I chatted with the awesome Natasha Devon MBE about anxiety, body image and the power of reading. Natasha is an ambassador for the Reading Agency. On October 10th 2022 they launched Reading Well for Teens. The scheme includes a collection of books being distributed in public libraries in England and Wales aimed at supporting the mental health and wellbeing of teenagers. Anxiety is Really Strange is one of the 27 books on the list. Natasha is an eloquent and fun speaker. Her passion for supporting mental health and diversity in teens comes through very clearly. She talks about her new novel Toxic and, essentially, how we all need a bit of David Bowie.

Episode Notes

A new Reading Well for teens collection will launch in public libraries in England and Wales on World Mental Health Day 2022 (10th October 2022). The scheme will support the mental health and wellbeing of teenagers, providing information, advice and support to help teens better understand their feelings, handle difficult experiences and boost confidence.

Bio: Natasha Devon MBE is a writer, presenter and activist. She tours schools, universities and events throughout the world, delivering talks as well as conducting research on mental health, body image, gender and equality. She campaigns both on and offline to make the world a fairer place. Natasha is founder of the Mental Health Media Charter, which scrutinises the way the media report on mental health. She works with a number of charities, is a Patron for No Panic,  as well as an Ambassador for Glitch and the Reading Agency.  

Twitter/Insta @_NatashaDevon

Check her LBC show every Saturday 7pm https://www.lbc.co.uk/radio/presenters/natasha-devon/

Check her debut novel ‘Toxic’ https://www.amazon.co.uk/Toxic-Natasha-Devon/dp/1912979896

Episode Transcription

Natasha Devon on Body Image: Clip @32.29

When I first started doing this job, the conversations that I was having with young people around body image, were very much about unrealistic depictions of beauty or attractiveness in media and advertising and how we are encouraged to believe that we are flawed, to make us spend money essentially. 

Whilst that's still a theme, because the world that young people inhabit has changed so much, now it's become more about how health and beauty have somehow become intertwined.

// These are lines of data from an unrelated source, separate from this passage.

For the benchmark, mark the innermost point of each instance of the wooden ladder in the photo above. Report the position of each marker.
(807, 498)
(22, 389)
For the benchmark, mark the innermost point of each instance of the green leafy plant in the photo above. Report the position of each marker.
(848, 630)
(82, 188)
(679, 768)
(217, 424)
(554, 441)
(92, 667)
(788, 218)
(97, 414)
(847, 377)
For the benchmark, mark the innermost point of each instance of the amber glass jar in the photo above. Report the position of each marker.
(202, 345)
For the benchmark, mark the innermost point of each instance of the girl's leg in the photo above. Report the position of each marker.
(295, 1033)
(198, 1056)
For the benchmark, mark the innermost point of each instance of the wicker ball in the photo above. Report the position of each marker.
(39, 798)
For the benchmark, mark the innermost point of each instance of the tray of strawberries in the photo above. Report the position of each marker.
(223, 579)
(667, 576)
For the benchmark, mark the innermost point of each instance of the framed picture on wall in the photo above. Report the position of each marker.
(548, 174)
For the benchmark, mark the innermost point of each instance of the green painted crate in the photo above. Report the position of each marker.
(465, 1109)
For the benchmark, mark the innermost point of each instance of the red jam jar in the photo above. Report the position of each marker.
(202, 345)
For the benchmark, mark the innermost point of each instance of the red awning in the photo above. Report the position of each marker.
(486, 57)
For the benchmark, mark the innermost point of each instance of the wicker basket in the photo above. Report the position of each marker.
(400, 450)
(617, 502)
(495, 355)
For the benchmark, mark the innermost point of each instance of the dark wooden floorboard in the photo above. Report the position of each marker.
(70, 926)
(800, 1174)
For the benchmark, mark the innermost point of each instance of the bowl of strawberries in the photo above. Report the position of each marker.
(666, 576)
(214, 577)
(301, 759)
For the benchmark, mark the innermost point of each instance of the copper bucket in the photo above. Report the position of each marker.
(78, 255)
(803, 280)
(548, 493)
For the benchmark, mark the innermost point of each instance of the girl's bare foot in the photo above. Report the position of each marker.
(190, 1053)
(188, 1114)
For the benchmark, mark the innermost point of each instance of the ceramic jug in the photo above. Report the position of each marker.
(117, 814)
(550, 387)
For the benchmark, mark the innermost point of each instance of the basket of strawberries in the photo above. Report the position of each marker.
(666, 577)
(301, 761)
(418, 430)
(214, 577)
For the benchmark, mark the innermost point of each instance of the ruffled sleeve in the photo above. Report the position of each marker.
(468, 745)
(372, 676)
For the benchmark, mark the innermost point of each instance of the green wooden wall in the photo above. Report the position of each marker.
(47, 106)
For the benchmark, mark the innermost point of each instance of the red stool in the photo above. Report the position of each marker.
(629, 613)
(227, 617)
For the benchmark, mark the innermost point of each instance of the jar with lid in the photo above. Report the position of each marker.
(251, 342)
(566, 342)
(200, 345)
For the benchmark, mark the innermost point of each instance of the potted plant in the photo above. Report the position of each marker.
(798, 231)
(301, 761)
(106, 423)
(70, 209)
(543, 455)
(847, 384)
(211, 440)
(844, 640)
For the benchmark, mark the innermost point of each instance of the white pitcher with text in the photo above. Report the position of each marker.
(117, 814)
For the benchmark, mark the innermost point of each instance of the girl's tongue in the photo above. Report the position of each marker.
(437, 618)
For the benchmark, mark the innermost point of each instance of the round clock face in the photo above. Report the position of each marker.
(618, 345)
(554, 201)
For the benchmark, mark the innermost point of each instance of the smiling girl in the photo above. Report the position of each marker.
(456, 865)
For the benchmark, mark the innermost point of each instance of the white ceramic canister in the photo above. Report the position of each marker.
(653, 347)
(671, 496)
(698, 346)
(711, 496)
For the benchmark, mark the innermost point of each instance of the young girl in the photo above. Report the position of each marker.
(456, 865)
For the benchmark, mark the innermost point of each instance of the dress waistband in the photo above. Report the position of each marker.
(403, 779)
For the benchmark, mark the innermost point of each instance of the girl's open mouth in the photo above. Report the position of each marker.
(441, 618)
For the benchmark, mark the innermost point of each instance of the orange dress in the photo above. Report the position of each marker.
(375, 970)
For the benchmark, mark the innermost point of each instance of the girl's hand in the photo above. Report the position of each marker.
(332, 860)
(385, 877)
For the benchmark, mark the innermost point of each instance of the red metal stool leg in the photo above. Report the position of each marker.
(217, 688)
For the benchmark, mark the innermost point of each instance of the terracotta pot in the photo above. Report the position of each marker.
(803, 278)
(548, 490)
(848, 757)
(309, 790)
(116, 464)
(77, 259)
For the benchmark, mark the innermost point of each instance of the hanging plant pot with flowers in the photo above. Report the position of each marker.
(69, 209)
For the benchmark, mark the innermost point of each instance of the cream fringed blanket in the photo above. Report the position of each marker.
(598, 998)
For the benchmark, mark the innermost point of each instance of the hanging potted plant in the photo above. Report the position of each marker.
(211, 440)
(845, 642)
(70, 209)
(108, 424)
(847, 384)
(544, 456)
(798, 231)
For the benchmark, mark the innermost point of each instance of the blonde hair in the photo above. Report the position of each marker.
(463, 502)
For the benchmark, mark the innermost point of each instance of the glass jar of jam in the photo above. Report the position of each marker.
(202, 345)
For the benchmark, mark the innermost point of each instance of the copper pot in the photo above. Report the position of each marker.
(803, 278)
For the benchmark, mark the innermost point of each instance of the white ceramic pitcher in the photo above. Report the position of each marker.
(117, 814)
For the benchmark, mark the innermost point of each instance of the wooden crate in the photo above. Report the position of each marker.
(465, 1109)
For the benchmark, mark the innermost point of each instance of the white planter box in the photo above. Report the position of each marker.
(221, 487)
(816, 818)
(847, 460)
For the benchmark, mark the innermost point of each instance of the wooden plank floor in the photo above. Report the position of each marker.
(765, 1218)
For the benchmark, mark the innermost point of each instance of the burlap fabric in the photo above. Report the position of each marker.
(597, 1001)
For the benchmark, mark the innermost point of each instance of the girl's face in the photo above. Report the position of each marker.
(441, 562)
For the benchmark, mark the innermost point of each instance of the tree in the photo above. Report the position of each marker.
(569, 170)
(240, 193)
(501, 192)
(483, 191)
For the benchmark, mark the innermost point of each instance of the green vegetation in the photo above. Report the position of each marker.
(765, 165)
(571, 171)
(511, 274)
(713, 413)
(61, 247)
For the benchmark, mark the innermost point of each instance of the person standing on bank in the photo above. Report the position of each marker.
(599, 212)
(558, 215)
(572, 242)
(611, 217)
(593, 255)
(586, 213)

So all those really toxic messages that we were getting from the beauty industry, now it's like this will make you stronger, this will make you healthier, this is clean eating. You have literally people whose job it is to say, if you exercise like me, or you eat exactly like me, you can be as successful and popular and wealthy and attractive as I appear to be on my social media.

I think that does an enormous amount of damage. And actually I've been consulting with experts in nutrition who say, look, the rules of looking after yourself physically aren't particularly sexy. It's just stay hydrated, everything in moderation, make sure you move, don't overthink it, sleep a bit. And yet there are whole industries dedicated to kind of over complicating this relationship we have with our bodies. 

So the message now has become, look after your body, and it will look as it is supposed to. And that will be different from your best friend, or your mom, or your dad, or your neighbour, or that guy on Instagram, because there are so many unique contributory factors that make you up. They are genetic and hormonal and psychological and all the rest of it. 

For most of us we've been taught to approach it the other way around. So we think this is a healthy weight or this is a healthy size or shape, and I'm trying to get them to think, to reframe it and think about how can I be kind to my body and then accept however it ends up.